- Upgrade from v1.1.2 to v1.2.0
- General information
- Known issues
- 1. An upgrade can’t start and reports
"validator.harvesterhci.io" denied the request: managed chart rancher-monitoring is not ready, please wait for it to be ready
- 2. An upgrade is stuck in
Creating Upgrade Repository
- 3. An upgrade is stuck when pre-draining a node
- 4. An upgrade is stuck in upgrading the first node: Job was active longer than the specified deadline
- 5. An upgrade is stuck in the Pre-drained state
- 6. An upgrade is stuck in the Upgrading System Service state
- 7. Upgrade stuck in the
Upgrading System Service
state
- 1. An upgrade can’t start and reports
Upgrade from v1.1.2 to v1.2.0
General information
tip
Before you start an upgrade, you can run the pre-check script to make sure the cluster is in a stable state. For more details, please visit this URL for the script.
Once there is an upgradable version, the Harvester GUI Dashboard page will show an upgrade button. For more details, please refer to start an upgrade.

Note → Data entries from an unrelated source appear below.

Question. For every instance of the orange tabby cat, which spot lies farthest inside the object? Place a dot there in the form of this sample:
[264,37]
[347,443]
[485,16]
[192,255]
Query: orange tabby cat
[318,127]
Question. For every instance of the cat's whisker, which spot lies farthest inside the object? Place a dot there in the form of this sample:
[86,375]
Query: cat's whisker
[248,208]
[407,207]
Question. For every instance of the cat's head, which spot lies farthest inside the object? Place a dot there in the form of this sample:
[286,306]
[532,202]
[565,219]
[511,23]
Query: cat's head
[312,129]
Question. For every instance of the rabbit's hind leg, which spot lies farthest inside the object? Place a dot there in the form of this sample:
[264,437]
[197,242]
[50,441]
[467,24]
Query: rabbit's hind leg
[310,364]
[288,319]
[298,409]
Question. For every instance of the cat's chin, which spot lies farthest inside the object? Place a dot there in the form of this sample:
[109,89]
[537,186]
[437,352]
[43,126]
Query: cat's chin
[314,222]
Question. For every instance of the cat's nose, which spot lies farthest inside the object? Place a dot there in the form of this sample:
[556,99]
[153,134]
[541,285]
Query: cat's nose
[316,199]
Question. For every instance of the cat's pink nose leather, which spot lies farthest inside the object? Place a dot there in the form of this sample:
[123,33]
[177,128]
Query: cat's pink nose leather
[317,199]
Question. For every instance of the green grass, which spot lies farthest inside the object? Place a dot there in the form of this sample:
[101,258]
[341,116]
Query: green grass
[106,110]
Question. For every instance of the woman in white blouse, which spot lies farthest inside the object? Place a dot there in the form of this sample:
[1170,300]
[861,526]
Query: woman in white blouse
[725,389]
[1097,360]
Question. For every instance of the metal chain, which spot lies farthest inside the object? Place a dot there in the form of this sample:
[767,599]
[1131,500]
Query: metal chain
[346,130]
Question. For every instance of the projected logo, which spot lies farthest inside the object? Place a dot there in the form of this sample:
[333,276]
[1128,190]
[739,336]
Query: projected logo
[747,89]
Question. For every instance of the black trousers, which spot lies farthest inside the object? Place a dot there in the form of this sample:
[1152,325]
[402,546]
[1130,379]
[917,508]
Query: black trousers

For the air-gap env upgrade, please refer to prepare an air-gapped upgrade.
Known issues
1. An upgrade can’t start and reports "validator.harvesterhci.io" denied the request: managed chart rancher-monitoring is not ready, please wait for it to be ready
If a cluster is configured with a storage network, an upgrade can’t start with the following message.
- Related issue:
- Workaround:
2. An upgrade is stuck in Creating Upgrade Repository
During an upgrade, Creating Upgrade Repository is stuck in the Pending state:
Please perform the following steps to check if the cluster runs into the issue:
Check the upgrade repository pod:
If the
virt-launcher-upgrade-repo-hvst-<upgrade-name>
pod stays inContainerCreating
, your cluster might have run into this issue. In this case, proceed with step 2.Check the upgrade repository volume in the Longhorn GUI.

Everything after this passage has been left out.